Our other partners in this effort are the Emergency Water Sanitation and Hygiene Group (EWASH) that launched the Thirsting for Justice campaign for Palestinian Water Rights and the Friends of Wadi Fuqeen.
The screening tour will make people on both sides of the Israeli-Palestinian conflict aware of the damage to the environment done by the Israeli occupation. It stresses the importance of ecological peace between Israel and Palestine. The environment knows no borders and if there is no awareness of the severe damage to the environment done by the Israeli occupation, the consequences might lead to an ultimate lose-lose situation for both sides and both peoples.
Why I am making this film
When I heard about the story of Wadi Fuqeen, I realized the friendship between people from Wadi Fuqeen and Tsur Hadassah is a unique story in the midst of a hostile environment. The story is not widely covered in the mainstream media. This unique friendship gives a little hope for the much-longed-for peace. Having lived, worked and travelled in the Middle East since 1997, the story touched my heart and I wanted to tell this story to a wider audience.
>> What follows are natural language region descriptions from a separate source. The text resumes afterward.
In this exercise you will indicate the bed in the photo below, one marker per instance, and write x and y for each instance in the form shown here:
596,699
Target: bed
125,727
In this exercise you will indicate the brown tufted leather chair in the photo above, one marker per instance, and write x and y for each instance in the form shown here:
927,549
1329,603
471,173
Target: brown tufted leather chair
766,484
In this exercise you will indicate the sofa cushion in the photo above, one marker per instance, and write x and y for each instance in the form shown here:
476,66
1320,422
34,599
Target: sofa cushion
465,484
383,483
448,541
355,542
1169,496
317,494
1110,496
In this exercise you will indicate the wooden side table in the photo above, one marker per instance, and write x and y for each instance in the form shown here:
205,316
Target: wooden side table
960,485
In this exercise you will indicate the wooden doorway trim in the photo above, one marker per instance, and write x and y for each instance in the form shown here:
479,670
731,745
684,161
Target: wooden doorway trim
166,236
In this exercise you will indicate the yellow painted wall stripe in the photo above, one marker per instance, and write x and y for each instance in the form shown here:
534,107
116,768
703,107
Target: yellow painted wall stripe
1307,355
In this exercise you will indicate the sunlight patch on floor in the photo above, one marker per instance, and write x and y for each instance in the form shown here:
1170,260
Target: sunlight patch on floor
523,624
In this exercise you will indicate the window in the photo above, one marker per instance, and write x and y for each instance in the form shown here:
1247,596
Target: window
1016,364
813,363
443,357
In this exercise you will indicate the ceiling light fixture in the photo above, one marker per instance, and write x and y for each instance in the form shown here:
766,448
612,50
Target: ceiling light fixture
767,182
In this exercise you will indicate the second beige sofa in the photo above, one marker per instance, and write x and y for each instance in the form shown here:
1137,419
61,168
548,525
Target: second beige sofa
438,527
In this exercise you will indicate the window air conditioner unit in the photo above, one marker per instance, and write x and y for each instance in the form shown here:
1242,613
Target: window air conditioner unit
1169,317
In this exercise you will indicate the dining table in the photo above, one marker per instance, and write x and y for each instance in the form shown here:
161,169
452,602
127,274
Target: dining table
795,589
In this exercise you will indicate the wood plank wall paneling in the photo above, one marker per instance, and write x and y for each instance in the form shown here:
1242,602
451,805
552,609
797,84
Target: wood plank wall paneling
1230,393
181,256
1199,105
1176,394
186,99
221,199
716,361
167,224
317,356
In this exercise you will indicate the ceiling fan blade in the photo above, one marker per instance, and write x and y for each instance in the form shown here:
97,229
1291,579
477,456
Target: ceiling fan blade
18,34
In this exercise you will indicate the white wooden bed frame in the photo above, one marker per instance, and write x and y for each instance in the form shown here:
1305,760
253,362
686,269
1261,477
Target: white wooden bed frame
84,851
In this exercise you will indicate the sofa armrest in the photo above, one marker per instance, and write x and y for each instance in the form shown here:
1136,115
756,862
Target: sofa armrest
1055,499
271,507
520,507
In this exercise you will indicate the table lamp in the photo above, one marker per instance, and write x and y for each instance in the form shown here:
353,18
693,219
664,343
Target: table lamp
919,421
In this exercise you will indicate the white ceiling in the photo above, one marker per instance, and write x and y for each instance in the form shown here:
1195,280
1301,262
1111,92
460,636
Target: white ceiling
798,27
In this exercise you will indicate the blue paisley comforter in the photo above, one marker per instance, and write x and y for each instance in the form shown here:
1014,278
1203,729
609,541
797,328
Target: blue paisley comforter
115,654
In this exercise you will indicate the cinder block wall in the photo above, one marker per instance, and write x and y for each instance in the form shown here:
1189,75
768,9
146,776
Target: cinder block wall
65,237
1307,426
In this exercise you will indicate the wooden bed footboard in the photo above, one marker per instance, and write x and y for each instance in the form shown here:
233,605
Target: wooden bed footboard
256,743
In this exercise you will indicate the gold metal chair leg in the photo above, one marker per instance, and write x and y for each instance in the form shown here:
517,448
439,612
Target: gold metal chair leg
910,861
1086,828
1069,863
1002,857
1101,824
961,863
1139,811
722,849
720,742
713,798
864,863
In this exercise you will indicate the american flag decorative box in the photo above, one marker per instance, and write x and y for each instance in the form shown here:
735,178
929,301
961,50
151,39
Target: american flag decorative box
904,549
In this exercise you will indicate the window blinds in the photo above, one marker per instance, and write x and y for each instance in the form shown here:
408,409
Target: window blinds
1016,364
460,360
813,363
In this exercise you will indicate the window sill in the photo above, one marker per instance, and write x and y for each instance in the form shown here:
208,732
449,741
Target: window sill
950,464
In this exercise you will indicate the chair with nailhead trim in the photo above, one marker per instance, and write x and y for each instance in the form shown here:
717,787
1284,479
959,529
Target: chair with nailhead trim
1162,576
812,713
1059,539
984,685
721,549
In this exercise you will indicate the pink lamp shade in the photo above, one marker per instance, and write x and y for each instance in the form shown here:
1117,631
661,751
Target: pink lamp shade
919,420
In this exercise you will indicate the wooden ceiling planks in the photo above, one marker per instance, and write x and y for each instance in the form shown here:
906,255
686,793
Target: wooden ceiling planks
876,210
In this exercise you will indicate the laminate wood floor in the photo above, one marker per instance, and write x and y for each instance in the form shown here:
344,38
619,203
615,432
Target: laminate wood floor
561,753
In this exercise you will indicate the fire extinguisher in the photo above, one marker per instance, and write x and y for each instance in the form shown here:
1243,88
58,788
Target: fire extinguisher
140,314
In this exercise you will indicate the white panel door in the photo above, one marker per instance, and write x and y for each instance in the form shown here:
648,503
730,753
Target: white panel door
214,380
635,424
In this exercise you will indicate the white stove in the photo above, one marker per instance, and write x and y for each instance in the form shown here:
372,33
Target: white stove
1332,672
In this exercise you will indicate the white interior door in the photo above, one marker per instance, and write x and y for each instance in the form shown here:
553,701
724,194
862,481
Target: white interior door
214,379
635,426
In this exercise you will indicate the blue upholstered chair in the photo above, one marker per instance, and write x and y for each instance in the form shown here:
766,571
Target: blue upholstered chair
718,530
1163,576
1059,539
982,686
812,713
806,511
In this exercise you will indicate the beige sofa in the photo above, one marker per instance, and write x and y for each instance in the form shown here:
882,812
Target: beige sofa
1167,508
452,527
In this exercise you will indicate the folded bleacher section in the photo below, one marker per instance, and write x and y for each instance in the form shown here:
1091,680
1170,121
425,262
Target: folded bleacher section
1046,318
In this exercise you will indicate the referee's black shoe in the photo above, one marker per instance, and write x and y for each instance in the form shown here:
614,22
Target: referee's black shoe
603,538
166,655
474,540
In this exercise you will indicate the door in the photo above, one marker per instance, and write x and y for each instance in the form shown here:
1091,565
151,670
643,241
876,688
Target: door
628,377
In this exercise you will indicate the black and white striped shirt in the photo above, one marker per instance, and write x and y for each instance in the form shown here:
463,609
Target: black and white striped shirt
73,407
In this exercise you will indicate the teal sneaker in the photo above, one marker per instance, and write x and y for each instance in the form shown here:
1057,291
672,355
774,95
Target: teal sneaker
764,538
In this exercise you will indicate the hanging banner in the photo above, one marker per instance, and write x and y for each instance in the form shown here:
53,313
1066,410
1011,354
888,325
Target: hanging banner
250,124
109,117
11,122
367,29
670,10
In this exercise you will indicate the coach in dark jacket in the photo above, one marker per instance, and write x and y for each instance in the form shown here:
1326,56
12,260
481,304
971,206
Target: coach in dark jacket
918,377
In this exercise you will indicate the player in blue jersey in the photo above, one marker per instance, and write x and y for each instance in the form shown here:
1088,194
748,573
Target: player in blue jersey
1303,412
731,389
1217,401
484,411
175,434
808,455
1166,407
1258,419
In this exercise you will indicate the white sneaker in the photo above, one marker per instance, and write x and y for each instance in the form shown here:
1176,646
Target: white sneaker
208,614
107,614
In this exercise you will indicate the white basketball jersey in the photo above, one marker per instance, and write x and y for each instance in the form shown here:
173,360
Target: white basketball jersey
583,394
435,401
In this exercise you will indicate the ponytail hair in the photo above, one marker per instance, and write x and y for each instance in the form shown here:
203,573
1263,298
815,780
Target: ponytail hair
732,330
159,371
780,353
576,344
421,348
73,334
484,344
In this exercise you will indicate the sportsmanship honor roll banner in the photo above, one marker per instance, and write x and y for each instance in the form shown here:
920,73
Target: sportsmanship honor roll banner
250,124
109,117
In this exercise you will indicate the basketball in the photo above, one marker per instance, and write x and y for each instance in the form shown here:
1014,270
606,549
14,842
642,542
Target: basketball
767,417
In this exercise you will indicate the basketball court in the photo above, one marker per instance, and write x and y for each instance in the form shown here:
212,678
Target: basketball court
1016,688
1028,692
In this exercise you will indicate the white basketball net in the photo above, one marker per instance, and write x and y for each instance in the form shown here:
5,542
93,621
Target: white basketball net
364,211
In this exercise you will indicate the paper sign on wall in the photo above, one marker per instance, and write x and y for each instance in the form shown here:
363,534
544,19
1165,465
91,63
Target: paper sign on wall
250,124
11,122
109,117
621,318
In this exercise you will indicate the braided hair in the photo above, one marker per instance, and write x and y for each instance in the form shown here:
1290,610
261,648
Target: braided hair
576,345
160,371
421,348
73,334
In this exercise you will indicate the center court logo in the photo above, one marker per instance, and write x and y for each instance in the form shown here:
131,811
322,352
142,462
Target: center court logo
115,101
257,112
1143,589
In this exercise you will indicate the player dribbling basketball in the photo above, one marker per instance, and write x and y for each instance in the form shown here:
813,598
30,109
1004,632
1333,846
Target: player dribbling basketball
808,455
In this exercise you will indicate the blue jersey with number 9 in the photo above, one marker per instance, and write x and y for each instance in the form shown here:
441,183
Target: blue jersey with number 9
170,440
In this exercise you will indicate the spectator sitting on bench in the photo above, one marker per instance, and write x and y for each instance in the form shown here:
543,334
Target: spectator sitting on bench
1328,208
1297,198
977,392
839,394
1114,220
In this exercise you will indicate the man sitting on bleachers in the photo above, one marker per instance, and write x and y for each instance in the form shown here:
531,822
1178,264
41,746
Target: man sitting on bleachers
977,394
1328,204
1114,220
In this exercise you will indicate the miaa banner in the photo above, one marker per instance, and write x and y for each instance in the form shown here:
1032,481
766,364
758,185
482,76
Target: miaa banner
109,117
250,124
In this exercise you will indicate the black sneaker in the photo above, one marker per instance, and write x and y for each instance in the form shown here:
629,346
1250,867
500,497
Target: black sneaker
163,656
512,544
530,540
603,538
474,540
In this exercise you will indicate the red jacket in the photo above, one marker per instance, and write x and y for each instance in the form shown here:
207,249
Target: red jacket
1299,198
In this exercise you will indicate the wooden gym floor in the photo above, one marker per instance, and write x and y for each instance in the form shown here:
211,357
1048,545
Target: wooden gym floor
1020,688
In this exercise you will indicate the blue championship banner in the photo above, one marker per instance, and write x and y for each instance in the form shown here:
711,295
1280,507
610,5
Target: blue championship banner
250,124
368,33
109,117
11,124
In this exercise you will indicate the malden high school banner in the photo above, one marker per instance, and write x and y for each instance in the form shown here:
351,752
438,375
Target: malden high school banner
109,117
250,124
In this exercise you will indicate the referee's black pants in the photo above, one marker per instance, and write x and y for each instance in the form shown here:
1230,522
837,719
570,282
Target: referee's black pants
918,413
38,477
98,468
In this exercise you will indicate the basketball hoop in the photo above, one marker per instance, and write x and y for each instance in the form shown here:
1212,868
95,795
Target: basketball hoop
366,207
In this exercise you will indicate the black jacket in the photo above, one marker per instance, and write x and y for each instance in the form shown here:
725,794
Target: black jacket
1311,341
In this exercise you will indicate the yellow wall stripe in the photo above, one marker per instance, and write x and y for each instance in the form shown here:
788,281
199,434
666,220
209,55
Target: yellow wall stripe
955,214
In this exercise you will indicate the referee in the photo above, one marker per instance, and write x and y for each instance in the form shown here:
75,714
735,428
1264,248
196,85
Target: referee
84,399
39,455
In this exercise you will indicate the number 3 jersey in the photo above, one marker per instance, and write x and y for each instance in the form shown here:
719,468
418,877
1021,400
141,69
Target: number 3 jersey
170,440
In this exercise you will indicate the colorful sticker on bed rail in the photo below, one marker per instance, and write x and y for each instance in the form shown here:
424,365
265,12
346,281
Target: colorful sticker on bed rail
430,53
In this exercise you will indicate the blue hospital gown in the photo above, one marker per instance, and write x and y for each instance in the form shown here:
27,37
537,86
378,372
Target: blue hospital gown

People like Abu Mazen and Tammi, the two protagonists of the film, are amazing human beings who proof that being human connects and true caring for the preservation of a shared natural environment transcends all religious, political, cultural and historical differences. Meeting them was an honour and I hope by telling their story, viewers realise that an important part of people living inside the Israeli-Palestinian conflict really want a genuine peace between them because they are just like you and me. They want a sustainable future for their children.